Extending the volunteering programmes and creating a ‘welcome to groups’ package for Bath City Farm

Charity: Bath City Farm

Project: Extending the volunteering programmes and creating a ‘welcome to groups’ package

Grants: £6,000 per year for three years

Key achievements:

  • 10 projects designed to help adults and children facing adversity delivered in 2018-19
  • 109 people with a mental health diagnosis attending our Grow it Programme to support their recovery.
  • 42,000 visitors to the farm in 2018-19

With support from the Medlock Charitable Trust and others, Bath City Farm has continued to grow its diverse volunteering programmes and visitor packages.

In 2018-19 Bath City Farm welcomed 42,000 visitors who came to connect with nature, food and farming as well as using the site for recreation, therapeutic workshops, community events and educational visits.

The farm occupies a lovely 37-acre plot sitting on the hill between Twerton and Whiteway with amazing views over Bath. Since its founding by a group of passionate volunteers in 1990, it has grown to boast 100 animals, 12 staff members and more than 50 volunteers. As a charity, the farm is heavily reliant on private funders and donors to run its many community projects and services.

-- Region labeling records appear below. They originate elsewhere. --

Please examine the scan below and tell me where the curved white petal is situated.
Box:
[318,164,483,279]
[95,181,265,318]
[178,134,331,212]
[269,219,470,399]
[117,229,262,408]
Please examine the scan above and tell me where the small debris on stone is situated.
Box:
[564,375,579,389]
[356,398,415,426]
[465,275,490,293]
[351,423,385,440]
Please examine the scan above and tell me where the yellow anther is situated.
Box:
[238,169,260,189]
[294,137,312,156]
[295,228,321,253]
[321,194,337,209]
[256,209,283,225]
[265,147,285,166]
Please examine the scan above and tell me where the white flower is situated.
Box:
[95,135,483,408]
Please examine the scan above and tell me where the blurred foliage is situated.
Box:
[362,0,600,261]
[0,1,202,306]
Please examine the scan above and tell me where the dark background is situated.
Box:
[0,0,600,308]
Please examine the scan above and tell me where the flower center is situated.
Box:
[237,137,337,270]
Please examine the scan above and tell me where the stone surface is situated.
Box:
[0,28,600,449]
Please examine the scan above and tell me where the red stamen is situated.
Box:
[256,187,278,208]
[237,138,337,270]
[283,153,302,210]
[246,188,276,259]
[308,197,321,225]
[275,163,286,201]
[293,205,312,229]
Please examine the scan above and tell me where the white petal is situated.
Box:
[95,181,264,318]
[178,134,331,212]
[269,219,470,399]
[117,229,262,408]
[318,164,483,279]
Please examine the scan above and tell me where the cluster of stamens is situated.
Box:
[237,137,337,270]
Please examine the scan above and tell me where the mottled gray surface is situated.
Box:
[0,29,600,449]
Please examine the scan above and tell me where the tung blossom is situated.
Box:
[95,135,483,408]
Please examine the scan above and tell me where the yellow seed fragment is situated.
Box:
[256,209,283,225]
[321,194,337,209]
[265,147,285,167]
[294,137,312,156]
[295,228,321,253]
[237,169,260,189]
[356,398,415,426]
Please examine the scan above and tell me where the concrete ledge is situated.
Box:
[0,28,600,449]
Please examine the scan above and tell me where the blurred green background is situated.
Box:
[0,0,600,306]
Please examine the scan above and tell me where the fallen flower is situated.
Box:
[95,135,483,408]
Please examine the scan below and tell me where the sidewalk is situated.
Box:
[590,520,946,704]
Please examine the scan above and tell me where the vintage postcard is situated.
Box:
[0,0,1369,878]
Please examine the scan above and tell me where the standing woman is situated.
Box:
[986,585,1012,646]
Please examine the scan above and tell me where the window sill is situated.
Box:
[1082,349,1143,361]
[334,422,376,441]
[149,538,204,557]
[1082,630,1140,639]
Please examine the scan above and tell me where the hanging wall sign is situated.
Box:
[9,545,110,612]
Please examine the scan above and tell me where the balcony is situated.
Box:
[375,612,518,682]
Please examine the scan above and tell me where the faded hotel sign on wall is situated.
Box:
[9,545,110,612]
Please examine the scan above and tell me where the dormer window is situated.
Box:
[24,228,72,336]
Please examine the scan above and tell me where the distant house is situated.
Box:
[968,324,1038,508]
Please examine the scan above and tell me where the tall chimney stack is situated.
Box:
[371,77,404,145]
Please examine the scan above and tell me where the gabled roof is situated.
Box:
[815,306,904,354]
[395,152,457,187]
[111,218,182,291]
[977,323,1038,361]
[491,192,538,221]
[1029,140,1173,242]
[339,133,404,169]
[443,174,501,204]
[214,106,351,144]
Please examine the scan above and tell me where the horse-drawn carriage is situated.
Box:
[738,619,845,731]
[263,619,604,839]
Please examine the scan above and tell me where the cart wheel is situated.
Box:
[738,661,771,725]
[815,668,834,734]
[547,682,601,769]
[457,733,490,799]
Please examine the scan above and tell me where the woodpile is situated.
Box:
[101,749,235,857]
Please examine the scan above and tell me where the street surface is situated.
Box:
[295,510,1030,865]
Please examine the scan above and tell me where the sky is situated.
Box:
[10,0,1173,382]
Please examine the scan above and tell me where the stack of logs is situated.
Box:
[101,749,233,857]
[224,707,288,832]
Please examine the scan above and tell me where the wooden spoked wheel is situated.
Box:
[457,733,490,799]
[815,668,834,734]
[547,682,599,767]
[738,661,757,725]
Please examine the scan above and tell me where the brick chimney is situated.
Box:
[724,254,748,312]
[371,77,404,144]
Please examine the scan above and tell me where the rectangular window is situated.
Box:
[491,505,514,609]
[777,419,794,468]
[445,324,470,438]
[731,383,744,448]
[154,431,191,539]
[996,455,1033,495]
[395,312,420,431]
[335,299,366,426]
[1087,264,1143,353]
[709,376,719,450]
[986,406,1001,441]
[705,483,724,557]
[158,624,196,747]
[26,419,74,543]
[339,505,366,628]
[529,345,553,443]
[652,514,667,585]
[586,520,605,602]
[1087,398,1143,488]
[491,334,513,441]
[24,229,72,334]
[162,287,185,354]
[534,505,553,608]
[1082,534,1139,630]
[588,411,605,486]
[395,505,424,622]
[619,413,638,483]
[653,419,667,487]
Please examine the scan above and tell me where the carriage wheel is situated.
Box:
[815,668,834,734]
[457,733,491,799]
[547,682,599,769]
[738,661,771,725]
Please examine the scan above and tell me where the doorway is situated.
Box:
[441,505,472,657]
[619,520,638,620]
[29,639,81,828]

Its dedicated team of staff and volunteers delivered 10 projects in 2018-19 designed to help people combat mental ill-health, drug dependency, social isolation and unemployment.

Each project was delivered as part of the farm’s two key programmes:

Roots to Health – supporting adults with complex health and social needs.

Branching Out – working to improve the lives of children and young people facing adversity.

Through the 10 projects rolled out under these two banners

  • 109 people with a mental health diagnosis attended the Grow it Programme to support their recovery.
  • 102 older people attended the Feathered Friends programme to address social isolation and loneliness.
  • 55 people who have a learning disability attended one of the two work and personal development projects.
  • 36 vulnerable young people aged five to 16-years-old attended one of the three environmental youth projects.
  • 64 people attended the Families at the Farm programme for families facing adversity through domestic abuse.
  • 86 people attended the general volunteering programme to help look after the animals, gardens and wilder spaces on the farm for the benefit of everyone.